9 Rumah Digusur Perseroda dengan Alasan Penertiban, Warga Pilih Tetap Tinggal

  • Bagikan
FOTO: MUHSIN/FAJAR

"Alasannya penertiban aset, harusnya ada perintah dari pengadilan," ujar Roy kepada fajar.co.id, Rabu (31/8/2022).

Rata-rata warga yang tinggal di lokasi yang digusur tersebut masuk pada tahun 60-an. Warga juga mempunyai keterangan domisili yang ditandatangani oleh Pemerintah setempat serta membayar pajak bumi dan bangunan atas tanah tersebut.

Roy bercerita, tahun 2001 Pemprov mengklaim tanah tersebut merupakan asetnya. Dan, dibuatkanlah sertifikat hak pakai. Sertifikat tersebut dianggap cacat administrasi karena tidak sesuai dengan peraturan pemerintah tentang pendaftaran tanah.

"Tapi namanya penguasa pada waktu itu, jadi dia bikin apa saja, jadi," lanjutnya.

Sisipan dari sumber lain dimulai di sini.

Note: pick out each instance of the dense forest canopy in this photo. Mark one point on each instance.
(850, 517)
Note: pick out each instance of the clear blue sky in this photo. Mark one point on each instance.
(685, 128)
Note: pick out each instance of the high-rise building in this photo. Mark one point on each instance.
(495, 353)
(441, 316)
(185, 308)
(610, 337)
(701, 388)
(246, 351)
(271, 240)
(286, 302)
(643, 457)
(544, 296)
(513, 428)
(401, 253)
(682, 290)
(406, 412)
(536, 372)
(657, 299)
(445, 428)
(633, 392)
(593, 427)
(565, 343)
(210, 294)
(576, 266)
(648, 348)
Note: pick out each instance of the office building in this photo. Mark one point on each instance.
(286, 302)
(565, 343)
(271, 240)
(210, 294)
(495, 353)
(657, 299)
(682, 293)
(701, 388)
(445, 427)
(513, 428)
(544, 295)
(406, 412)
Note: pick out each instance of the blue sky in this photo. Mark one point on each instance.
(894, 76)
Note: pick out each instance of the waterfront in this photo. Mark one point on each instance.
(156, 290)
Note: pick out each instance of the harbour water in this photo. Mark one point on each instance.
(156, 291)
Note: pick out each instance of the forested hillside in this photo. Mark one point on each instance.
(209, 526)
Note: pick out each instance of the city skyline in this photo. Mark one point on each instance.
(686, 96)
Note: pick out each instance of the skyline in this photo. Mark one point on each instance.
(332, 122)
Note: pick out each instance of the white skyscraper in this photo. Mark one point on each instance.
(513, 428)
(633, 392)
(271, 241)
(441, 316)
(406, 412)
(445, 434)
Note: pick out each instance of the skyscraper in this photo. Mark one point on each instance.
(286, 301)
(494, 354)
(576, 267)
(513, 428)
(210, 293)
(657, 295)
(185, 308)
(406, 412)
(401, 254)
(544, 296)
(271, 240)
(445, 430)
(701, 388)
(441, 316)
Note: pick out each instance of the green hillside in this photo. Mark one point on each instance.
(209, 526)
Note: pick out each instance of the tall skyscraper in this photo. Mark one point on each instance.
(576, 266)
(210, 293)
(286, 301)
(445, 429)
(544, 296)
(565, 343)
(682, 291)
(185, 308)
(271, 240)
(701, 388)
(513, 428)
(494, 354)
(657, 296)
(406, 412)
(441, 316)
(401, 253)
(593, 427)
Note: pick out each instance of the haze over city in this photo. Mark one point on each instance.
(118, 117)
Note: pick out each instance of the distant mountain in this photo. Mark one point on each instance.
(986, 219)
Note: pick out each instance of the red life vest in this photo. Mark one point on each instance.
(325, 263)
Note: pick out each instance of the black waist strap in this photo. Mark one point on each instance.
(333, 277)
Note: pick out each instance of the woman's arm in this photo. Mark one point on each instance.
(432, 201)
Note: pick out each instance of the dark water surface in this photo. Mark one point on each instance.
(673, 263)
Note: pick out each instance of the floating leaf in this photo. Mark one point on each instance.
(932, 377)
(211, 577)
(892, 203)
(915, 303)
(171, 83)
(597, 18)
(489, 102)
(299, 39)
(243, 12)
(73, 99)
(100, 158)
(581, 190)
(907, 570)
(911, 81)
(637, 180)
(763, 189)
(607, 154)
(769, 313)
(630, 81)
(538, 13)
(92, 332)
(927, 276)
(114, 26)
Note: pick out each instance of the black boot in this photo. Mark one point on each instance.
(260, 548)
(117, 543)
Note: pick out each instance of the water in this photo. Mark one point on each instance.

Pemerintah membuat sertifikat tanpa sepengetahuan warga. Sesuatu yang tidak masuk akal menurut Roy. Barulah diketahui pada tahun 2005. Roy mengaku kaget.

2006 yang lalu Roy mencoba untuk membuat sertifikat. Namun, meskipun sudah ada sporadik dari lurah dan camat. Tetapi kata dia, mandek di BPN (Badan Pertanahan Nasional). Waktu itu masih Agraria.

"Selama ini Pemprov mengatakan ini aset dia. sekarang ada PT Sulsel Citra Indonesia (Perseroda), dia mengaku ini asetnya Pemprov. Berdasarkan SK Gubernur. Saya katakan, Bos. kita bicara aset, kau tahu itu aset? aset itu asalnya dari mana? ada aturannya. Aset itu berasal dari APBD atau APBN. Atau dari peralihan yang sah. Nah, sekarang Pemprov dapat dari mana? buktikan," lanjut warga berdarah Manado itu.

Tambah dia, kalau aset harusnya terdaftar di BPK. Kita punya daftar BPK tahun 2004. Namun karena mereka mengaku aset, katanya sudah terima pesangon padahal tidak ada sama sekali.